Seorang penulis baru seringkali tidak bisa memasarkan karya tulisnya. Akhirnya, buku yang dituliskannya dibagikan saja gratis kepada teman-temannya. Kalau semua penulis seperti ini baik sekali, apalagi kalau dia punya banyak uang. Bagi-bagi buku yang dituliskannya tidak menjadi masalah. Sebab tujuan menulis buku bukan untuk jualan, tapi untuk berbagi pengetahuan dan pengalaman. Kalau anda sudah kaya tak apalah.

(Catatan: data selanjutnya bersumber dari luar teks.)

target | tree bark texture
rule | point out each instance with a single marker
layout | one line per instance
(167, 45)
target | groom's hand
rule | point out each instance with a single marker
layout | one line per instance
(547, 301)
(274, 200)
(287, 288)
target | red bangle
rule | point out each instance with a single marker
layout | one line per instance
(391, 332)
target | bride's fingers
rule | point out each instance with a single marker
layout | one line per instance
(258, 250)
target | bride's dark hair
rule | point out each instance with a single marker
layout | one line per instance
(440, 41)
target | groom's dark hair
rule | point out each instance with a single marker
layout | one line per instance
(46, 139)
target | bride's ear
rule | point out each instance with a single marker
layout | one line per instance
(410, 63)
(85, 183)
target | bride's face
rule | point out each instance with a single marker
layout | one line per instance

Beda halnya dengan penulis yang baru membangun karirnya dalam dunia tulis menulis. Buku yang dituliskannya bukan dari modal sendiri, tapi diterbitkan oleh penerbit. Ketergantungannya pada penerbit seringkali membuat penulis malas menjual bukunya sendiri secara langsung. Penulis terlalu berharap pada royalti buku yang hanya 10 % dari penjualan bukunya. Bila bukunya tak laku, maka akan semakin sedikit royalti buku yang diterimanya setahun sekali.
Seharusnya, penulis yang baru menerbitkan buku ikut memasarkan bukunya secara langsung. Jangan pasrahkan penjualan bukumu kepada penerbit. Penulis buku terkenal seperti Ahmad Fuadi, beliau ikut memasarkan bukunya secara langsung. Tak heran bila negeri 5 menara menjadi buku best seller. Selain buku fiksi ditulis dari hasil riset, juga dijual di toko buku terkenal dan diterbitkan oleh penerbit mayor.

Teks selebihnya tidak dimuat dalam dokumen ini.